Beyond that, Schneider cautioned that an article published two months ago on citalopram as treatment for agitation associated with Alzheimer’s found further cognitive impairment and cardiac toxicity in those taking it. The maximum dose used in the current study — the equivalent of 60 milligrams — is three times higher than the highest dose recommended for those over 60, he added.

“People should not start popping citalopram or other antidepressants in the expectation that they will prevent Alzheimer’s disease,” said Schneider, who was not involved in the latest study. “They could be doing some substantial harm.”

In the study, researchers from University of Pennsylvania in Philadelphia and Washington University Medical School in St. Louis set out to explore the untapped powers of SSRIs to reduce production of beta-amyloid.

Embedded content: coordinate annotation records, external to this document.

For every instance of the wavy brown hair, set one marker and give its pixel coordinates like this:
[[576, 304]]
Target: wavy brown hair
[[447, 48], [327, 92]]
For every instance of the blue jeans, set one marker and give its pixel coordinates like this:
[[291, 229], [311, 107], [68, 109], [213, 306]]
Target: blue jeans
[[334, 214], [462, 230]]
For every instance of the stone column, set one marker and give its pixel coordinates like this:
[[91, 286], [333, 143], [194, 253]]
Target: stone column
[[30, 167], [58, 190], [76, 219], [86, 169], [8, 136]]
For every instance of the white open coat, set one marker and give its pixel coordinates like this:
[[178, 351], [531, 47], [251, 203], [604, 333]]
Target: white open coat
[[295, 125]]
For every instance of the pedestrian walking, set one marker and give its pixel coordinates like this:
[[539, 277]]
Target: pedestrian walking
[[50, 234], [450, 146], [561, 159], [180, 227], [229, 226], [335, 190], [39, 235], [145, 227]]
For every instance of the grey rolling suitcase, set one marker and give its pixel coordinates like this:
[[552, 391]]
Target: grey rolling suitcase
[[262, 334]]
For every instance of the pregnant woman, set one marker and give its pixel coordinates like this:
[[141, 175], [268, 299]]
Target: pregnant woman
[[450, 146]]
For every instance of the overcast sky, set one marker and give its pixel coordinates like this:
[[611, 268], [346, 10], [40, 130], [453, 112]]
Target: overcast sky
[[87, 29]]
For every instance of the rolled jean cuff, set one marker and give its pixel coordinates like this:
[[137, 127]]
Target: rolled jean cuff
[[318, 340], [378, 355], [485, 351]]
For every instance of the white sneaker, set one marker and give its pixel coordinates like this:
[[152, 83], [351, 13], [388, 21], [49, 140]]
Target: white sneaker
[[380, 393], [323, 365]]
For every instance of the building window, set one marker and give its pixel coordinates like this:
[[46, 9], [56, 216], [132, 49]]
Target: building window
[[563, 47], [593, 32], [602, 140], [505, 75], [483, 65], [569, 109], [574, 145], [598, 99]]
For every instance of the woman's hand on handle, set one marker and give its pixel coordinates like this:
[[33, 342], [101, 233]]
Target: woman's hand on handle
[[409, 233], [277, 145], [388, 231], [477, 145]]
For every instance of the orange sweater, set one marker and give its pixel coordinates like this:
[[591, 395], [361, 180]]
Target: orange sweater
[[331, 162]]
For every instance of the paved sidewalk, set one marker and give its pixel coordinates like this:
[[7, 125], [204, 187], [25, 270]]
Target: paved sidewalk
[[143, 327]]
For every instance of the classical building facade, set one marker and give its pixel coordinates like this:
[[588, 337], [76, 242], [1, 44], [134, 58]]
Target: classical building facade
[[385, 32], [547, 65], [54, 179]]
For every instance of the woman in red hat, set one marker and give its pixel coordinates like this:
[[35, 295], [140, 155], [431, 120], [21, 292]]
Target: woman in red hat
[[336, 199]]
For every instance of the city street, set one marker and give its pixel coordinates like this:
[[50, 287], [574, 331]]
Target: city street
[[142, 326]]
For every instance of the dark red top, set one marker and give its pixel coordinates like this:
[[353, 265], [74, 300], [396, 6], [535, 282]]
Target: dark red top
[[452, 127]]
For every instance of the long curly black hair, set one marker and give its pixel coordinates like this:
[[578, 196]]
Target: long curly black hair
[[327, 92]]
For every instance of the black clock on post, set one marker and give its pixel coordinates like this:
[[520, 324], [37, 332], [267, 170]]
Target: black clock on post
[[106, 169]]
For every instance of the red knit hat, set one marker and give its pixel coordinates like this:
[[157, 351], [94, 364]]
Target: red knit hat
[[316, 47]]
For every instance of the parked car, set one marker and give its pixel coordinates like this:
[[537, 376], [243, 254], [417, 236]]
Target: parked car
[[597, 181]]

Past research has found that while SSRIs do little to improve the clearance of beta-amyloid protein from the brain, they do reduce the protein’s production in the brain.

Studies tracking the progression of Alzheimer’s disease have suggested that years and even decades before symptoms appear, beta-amyloid proteins become more plentiful in the brain (and spill into cerebrospinal fluid where they are more easily measured). First, the proteins aggregate in a sort of soluble goo form, and with time, they turn into insoluble, hard plaques. Both can disrupt signals among brain cells, but as plaques proliferate, normal communication among neurons is completely broken, and dementia takes hold.

That conversion from goo to gunk appears to accelerate when beta-amyloid proteins become more concentrated, said the researchers. Thus, in theory, a medication that can keep concentrations of beta-amyloid low might prevent amyloid plaques from forming altogether.

Citing their own past research, the authors of the article suggested the same effect seems to take place with a wide range of SSRIs. In the current study, the suppression of beta-amyloid production was not only substantial but it could also be detected very rapidly, in as few as five minutes after the drug was taken by healthy human volunteers.

The researchers found the suppression of beta-amyloid production to be greater at larger doses of citalopram, but the most effective dose tested on mice was comparable to a 50-milligram dose of citalopram, a dose that is substantially higher than that commonly used to treat those with depression.